In an April 10 interview with Seapower at the Sea-Air-Space Exposition, Thomas J. Moore, senior director for mine warfare and the AQS-20 in Raytheon’s Undersea Systems unit, said the company will deliver 10 ASQ-20C systems to the Navy.
Moore said the AQS-20C will be installed in Textron’s Mine Countermeasures Unmanned Surface Vehicle and will go through developmental test in July.
Raytheon has delivered 25 AQS-20A analog versions to the Navy. The AQS-20C has digital electronic systems.
The AQS-20C is a platform-agnostic towed body that is reeled out from a craft and streamed at a desired depth. The towed body features four sonars — one forward-looking, two side-looking, and one downward-looking — that hunt for mines. The body also has a laser imaging system for identification of mines. These sensors enable the AQS-20C to cover an area in a single pass. All of the classification of detected shapes is done within the body of the system.
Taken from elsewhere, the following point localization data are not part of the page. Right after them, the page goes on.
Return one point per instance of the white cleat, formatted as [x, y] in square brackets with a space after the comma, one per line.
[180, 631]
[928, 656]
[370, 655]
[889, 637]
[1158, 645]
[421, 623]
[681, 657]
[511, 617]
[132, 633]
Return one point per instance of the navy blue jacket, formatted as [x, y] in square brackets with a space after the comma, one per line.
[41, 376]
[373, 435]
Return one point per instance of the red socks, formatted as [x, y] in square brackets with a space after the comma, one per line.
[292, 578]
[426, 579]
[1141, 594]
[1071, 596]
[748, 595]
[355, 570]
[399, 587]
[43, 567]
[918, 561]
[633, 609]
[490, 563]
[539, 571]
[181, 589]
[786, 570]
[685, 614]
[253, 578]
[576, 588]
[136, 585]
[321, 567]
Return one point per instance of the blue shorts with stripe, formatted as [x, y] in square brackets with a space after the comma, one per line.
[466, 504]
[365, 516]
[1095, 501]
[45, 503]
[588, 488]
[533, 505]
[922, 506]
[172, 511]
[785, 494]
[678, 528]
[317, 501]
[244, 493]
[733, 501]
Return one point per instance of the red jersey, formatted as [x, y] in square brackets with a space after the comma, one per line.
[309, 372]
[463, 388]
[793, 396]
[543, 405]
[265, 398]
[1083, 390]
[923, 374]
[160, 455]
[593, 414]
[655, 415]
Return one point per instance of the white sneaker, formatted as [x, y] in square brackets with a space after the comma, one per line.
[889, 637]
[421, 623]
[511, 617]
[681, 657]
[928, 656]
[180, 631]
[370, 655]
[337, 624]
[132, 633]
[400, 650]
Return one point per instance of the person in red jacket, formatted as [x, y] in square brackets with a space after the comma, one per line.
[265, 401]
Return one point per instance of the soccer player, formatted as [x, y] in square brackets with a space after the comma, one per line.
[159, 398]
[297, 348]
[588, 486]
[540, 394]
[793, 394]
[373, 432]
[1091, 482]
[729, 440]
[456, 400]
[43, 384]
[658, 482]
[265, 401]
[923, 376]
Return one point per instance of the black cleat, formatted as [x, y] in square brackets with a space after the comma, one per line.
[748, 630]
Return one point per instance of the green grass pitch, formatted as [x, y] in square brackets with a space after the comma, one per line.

The AQS-20C covers the entire water column and has four modes, depending on the type of mine being hunted.
The Navy will conduct developmental test of the AQS-20C on a littoral combat ship in the 2019/2020 time frame.
The AQS-20 originally was to be installed on the MH-53E helicopter, but later was migrated to the MH-60S helicopter, then to the Remote Multi-Mission Vehicle, and finally to the current platforms.